Sometimes, there are cases when we need a Search Solution for a hobby project but don’t want to spend extra time and money in having a Lucene
or some other form of abstraction of Lucene
, such as Solr
or ElasticSearch
. If you’re working with MySQL
(or even better, with Postgres
), then you’re in luck – there’s a way to have a quick and dirty search solution for your dear project.
We could use ElasticSearch… but that would be expensive
Before we go on looking at the solution, let’s look at the problems with using ElasticSearch
for a hobby project in a bit more detail.
To use ElasticSearch
, you need to know what you want to index, and what analysers to use to effectively search through your documents.

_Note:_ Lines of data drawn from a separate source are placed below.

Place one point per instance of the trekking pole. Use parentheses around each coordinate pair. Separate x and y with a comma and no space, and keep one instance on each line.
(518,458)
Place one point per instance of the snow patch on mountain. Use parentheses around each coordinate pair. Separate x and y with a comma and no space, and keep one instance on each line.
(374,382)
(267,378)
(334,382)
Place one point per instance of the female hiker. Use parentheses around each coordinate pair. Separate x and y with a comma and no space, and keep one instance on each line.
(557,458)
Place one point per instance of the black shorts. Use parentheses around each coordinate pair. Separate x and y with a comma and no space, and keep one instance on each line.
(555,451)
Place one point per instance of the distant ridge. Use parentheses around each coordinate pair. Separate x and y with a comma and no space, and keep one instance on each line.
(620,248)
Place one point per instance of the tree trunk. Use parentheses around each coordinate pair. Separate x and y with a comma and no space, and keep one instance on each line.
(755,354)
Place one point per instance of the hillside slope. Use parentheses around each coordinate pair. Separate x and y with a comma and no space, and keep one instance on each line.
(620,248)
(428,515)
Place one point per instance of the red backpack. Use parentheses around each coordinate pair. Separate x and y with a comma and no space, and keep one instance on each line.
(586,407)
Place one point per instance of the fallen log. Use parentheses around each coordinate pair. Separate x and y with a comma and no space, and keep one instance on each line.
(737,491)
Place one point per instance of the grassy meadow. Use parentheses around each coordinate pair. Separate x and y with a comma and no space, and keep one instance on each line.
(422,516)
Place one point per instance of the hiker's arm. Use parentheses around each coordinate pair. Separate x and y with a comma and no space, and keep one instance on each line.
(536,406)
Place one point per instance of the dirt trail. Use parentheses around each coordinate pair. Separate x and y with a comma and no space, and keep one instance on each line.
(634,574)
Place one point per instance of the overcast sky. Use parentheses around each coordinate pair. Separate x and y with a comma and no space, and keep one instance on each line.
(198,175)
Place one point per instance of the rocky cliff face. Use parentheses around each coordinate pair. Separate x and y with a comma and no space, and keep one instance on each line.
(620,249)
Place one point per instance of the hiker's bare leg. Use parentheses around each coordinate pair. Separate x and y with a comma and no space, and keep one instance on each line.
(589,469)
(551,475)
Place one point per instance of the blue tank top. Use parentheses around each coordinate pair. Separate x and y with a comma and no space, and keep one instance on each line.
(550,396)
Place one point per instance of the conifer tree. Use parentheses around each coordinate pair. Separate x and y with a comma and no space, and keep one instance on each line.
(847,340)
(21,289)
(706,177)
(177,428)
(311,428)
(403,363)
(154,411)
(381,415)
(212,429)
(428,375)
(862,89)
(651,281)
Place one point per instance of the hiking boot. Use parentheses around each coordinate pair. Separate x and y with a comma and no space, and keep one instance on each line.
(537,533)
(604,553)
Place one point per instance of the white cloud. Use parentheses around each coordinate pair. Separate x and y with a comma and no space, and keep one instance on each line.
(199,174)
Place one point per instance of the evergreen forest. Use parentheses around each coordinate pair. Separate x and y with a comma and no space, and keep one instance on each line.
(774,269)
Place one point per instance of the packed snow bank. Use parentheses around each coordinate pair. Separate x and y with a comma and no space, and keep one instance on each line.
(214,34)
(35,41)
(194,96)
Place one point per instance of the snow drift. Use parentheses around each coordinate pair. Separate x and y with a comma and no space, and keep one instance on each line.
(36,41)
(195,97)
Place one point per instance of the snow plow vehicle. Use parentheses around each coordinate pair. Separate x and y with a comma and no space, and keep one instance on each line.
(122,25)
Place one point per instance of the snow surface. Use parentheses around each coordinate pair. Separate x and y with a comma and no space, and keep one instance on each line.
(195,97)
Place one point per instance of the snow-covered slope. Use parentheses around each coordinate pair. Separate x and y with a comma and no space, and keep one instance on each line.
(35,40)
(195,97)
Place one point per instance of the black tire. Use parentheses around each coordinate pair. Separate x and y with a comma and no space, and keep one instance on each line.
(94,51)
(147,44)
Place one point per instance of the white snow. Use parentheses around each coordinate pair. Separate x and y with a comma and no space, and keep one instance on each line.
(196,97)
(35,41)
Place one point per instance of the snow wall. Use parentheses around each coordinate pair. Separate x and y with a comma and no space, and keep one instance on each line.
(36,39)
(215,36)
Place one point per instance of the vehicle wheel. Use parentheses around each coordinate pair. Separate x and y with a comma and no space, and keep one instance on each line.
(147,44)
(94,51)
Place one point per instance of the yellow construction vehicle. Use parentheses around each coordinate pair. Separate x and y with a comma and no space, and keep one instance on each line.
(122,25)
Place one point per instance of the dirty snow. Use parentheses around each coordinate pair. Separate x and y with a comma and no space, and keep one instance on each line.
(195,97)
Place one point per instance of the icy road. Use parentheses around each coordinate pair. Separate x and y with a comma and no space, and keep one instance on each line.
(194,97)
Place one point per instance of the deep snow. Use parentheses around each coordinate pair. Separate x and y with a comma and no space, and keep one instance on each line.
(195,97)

You then have to implement a mechanism that triggers insertion or updating of new documents to your ElasticSearch
index – this is usually done through some form of messaging if you want to do this properly – if you go this route, you have to have something that’s getting notified about these new messages to insert documents to ElasticSearch
.
You could also go with the polling
(pull) route, where you poll the database for changes by looking at the timestamps and upserting
documents to ElasticSearch.
This is all a lot of extra effort, and quite a bit more money needed to set something like this up unless you have your own dedicated box.
MySQL LIKE Operator
Hmmmm… let’s see, one search solution could be as simple as using the LIKE
operator.
SELECT ...
WHERE column LIKE '%keyword%'
One problem with this though is that it scales poorly as your dataset becomes larger.
MySQL Full-text Search
The better way of implementing a poor man’s solution is using MySQL full-text search.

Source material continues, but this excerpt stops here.